Venta o alquiler. “El mercado presenta una paradoja adicional: es difícil conseguir un comprador, pero los alquileres vuelan y subieron 47% en dólares en el último año”, agrega Madero. La explicación es simple: mientras una negociación de compra-venta se realiza en dólares billete (o su equivalente), el de alquiler se hace en pesos, aunque indexado por el valor producto”, agrega. En un caso, el comprador debe introducir dólares en el circuito local y en el otro, al contrario, es una aspiradora de pesos que hoy sobran en la economía. De alguna manera, canalizar fondos pesificados en la producción agropecuaria es buscar un paragua cambiario y anclarse a referencias reales concretas. La demanda por alquilar campos se multiplicó (10% al 15% más en quintales de producto que la campaña pasada) y, a juicio del presidente de CAIR, hay mucha demanda insatisfecha. Los campos ganaderos, por su parte, también crecieron 10% medido en kilos de novillo (que subió más que la inflación y 50% en dólares).
El cliente. ¿Quiénes son los que hoy invierten en el sector? En época difícil, hay que mirar mejor los que se quieren ir del negocio. En un sector en el que la empresa familiar reina, hay muchas decisiones que tienen que ver con el “ciclo familiar”: a sus hijos ya no les interesa dedicarse al campo. También apareció, dice Madero, un tipo especial de vendedor: el que quiere realizar sus activos y radicarse fuera del país.
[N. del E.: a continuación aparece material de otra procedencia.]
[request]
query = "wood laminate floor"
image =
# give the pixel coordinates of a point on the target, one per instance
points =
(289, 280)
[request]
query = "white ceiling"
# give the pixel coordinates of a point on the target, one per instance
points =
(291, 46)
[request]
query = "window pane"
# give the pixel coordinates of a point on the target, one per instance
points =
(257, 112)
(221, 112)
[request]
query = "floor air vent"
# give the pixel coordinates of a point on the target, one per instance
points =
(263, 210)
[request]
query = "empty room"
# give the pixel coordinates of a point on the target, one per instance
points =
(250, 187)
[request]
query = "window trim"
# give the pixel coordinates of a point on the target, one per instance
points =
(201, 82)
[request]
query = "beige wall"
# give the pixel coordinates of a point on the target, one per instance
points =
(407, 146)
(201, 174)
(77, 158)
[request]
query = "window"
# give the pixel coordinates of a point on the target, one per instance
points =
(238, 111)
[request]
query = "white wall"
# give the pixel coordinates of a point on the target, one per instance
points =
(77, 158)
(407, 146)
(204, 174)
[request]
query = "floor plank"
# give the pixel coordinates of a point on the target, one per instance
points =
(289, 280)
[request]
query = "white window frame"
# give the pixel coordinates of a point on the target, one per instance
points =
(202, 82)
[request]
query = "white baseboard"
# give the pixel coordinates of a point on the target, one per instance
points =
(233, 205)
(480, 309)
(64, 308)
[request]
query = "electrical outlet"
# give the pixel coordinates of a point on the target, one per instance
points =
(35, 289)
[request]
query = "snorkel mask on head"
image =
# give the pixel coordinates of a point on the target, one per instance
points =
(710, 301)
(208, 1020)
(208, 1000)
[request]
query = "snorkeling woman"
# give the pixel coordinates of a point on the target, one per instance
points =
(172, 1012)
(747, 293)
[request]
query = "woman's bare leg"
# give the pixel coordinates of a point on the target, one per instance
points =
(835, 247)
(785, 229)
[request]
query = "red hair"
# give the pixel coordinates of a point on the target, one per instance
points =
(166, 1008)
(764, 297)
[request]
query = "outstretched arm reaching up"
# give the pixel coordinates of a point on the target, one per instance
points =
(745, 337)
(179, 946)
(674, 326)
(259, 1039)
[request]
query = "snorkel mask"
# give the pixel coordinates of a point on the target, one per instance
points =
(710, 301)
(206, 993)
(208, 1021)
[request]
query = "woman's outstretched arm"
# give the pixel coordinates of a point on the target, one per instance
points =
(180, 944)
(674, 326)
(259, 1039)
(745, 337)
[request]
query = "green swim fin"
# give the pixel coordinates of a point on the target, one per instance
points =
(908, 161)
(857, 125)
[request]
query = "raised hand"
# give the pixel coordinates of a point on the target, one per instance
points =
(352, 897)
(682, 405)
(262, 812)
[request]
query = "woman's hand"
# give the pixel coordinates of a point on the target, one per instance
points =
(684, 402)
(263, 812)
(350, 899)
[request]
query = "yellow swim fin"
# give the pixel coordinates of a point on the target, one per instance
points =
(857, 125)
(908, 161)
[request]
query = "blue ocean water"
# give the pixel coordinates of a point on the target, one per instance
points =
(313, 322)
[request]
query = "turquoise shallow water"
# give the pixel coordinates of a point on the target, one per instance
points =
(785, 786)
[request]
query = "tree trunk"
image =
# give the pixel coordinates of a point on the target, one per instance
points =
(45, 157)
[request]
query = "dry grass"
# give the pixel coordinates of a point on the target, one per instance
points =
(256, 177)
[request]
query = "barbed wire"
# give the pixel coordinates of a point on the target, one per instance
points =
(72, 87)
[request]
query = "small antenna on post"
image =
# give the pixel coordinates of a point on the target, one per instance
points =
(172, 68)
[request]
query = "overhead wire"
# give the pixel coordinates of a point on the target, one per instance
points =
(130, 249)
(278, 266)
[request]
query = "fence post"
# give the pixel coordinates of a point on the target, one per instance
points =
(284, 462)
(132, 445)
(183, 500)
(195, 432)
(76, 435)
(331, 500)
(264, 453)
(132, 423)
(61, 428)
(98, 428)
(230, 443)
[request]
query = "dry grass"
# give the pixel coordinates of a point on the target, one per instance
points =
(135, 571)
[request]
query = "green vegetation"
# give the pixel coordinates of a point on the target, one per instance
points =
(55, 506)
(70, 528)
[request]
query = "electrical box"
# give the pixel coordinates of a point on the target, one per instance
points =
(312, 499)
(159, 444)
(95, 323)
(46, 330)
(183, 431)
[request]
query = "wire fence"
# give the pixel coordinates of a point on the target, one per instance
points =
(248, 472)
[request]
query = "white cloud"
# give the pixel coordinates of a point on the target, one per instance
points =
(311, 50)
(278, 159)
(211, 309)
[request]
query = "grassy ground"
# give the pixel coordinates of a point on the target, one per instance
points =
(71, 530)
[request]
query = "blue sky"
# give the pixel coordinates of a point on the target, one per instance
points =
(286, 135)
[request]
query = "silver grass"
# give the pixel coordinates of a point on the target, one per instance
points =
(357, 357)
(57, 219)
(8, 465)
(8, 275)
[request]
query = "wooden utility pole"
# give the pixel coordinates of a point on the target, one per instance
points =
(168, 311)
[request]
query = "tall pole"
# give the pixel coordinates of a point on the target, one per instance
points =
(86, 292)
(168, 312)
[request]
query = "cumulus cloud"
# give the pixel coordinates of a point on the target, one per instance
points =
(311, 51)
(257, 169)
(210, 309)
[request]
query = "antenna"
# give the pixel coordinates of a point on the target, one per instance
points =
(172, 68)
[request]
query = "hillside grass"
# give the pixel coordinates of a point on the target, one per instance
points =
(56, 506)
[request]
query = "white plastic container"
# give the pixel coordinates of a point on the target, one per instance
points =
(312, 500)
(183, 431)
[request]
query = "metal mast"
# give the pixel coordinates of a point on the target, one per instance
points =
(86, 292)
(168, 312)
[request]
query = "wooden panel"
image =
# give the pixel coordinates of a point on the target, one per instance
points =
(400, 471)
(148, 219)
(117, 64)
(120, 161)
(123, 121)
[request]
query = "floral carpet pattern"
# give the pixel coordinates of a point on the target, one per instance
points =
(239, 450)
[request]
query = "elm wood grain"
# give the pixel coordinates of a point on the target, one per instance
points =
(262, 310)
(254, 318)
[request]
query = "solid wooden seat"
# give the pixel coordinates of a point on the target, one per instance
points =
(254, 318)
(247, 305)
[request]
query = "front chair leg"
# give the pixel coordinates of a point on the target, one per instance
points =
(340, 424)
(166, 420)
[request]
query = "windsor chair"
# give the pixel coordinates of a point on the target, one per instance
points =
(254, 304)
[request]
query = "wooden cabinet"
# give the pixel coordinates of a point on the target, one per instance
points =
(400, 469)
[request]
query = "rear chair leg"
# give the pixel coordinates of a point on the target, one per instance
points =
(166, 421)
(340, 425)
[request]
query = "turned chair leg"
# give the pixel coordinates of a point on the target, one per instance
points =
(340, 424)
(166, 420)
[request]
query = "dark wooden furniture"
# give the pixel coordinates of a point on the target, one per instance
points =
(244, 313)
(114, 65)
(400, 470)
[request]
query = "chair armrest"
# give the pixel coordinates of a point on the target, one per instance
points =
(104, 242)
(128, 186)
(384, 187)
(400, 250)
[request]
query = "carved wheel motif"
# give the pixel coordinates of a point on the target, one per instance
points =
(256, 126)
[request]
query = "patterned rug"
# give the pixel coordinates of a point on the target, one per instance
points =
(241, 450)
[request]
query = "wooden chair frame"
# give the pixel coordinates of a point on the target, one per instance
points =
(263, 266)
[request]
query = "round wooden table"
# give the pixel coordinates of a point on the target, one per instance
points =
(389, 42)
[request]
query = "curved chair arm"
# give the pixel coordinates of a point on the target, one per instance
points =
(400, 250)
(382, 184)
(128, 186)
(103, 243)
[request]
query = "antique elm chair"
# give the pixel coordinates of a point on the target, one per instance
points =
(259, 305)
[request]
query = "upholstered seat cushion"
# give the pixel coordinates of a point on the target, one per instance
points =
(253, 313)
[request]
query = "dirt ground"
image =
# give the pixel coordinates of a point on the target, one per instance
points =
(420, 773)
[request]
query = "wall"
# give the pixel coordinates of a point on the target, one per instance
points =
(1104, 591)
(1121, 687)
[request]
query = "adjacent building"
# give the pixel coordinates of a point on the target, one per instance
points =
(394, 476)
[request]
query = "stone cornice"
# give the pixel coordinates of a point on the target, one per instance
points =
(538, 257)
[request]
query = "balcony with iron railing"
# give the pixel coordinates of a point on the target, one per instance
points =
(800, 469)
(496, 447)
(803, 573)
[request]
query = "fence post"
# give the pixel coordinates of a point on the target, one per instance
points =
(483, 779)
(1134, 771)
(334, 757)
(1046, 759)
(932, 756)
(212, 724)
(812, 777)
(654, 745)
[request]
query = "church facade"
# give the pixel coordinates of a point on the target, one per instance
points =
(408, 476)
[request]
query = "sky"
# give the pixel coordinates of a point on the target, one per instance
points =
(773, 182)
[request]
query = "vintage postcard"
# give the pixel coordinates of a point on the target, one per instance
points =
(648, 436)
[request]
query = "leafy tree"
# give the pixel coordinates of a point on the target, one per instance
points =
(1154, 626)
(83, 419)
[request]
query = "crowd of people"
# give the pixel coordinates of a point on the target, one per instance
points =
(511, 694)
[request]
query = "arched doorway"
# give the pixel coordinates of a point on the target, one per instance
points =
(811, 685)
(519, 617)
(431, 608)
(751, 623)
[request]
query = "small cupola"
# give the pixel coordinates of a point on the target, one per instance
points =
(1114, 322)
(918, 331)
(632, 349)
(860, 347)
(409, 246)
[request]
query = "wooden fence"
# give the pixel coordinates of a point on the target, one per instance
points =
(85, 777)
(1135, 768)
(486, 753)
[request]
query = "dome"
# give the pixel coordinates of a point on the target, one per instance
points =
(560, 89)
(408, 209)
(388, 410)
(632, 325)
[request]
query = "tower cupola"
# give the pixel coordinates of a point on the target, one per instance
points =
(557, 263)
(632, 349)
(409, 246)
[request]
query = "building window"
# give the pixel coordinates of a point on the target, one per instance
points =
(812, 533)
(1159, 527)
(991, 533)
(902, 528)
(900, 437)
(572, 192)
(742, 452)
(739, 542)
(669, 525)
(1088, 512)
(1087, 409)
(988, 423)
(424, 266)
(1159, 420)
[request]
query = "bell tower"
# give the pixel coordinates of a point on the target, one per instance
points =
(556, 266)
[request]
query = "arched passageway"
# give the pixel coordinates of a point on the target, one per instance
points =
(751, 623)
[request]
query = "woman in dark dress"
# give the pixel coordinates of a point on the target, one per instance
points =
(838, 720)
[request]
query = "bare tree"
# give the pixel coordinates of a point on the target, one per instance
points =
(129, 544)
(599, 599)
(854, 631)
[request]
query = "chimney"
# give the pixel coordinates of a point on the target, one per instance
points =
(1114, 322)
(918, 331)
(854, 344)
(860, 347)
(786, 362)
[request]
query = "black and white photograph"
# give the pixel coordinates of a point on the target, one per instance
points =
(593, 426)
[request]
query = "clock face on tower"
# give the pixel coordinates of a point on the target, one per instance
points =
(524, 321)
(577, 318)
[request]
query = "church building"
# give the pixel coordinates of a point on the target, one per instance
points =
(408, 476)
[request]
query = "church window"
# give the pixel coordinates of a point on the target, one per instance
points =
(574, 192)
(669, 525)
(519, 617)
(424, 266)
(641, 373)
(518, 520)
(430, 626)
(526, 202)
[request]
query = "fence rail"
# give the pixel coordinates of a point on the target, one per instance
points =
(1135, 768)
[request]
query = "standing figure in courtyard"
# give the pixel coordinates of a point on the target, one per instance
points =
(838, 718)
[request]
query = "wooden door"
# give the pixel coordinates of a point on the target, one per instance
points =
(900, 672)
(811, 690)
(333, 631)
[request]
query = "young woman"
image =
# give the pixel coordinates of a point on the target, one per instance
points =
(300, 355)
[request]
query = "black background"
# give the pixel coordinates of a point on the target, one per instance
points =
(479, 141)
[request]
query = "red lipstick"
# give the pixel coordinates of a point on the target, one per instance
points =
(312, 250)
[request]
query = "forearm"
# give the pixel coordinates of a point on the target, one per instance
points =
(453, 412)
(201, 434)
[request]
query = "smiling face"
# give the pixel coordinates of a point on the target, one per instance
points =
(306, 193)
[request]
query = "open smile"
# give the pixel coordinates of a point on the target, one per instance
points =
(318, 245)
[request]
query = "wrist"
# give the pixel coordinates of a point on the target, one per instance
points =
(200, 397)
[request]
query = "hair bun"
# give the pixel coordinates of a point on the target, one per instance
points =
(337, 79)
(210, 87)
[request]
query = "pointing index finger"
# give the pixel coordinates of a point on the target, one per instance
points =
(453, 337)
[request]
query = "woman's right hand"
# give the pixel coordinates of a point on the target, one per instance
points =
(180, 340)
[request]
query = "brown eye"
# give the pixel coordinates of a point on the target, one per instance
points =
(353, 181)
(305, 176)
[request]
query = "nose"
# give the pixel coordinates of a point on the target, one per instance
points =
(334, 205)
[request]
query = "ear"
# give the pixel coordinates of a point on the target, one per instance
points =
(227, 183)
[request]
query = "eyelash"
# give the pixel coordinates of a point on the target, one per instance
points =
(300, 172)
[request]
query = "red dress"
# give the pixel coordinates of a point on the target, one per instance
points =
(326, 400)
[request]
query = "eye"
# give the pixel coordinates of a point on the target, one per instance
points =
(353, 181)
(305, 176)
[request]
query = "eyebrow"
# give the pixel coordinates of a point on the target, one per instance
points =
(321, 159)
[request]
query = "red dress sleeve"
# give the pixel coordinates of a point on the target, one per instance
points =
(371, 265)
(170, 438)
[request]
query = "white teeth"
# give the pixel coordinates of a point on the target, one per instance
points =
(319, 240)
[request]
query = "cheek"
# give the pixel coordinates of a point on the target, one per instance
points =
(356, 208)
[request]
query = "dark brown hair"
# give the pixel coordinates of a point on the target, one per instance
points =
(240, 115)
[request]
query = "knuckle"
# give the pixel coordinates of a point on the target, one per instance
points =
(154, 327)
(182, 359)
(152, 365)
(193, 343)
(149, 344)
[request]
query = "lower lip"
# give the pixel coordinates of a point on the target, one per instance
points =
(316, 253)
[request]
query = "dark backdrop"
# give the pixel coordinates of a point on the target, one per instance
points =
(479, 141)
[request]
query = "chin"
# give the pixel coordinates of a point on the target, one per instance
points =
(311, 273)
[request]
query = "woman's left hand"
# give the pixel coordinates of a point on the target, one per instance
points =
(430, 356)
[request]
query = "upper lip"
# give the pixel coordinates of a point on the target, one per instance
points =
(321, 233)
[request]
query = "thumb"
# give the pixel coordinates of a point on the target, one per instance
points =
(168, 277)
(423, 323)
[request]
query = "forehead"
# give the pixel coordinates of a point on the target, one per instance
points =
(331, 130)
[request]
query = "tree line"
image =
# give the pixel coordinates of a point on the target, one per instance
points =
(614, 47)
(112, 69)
Los compradores son productores, de distinto tipo. Si es vecino, se agranda, si está en otra zona, quizás quiere crecer como productor, pero le conviene diversificar riesgo climático. Y, por supuesto, los que prefirieron agregar a su cartera de inversión, un activo diferente. La escala de inversión está entre los US$ 2 y 6 millones, pero también existen interesados en menos de US$ 1 millón que, básicamente, son los que anexan tierras a su stock.
El inversor extranjero, por su parte, casi ha desaparecido, a causa de la brecha cambiaria que encarece o dificulta la operación y las reglamentaciones que desalientan a los foráneos de este mercado. Eso produjo que las zonas más productivas (Pampa Húmeda) sólo tienen entre el 2 y el 3% fuera de la tenencia nacional contra casi el 10% de zonas menos atractivas para el agro pero que están más vinculadas con la minería (Salta, Jujuy, San Juan, Mendoza y Santa Cruz).
Los optimistas en este negocio, creen que las ventajas comparativas argentinas, no sólo de la calidad de su tierra, terminarán por imponerse y el futuro debe ser positivo. Sobre todo, destacan la gran capacidad de adaptación e innovación del productor agropecuario nacional que incorporó y hasta creó tecnologías de aplicación en la frontera del conocimiento. Ahora se topan con un doble desafío: convivir con reglas de juego inestables y poco amigables y dar respuesta a la progresiva preocupación por la incidencia ambiental de la actividad. Es lo que toca.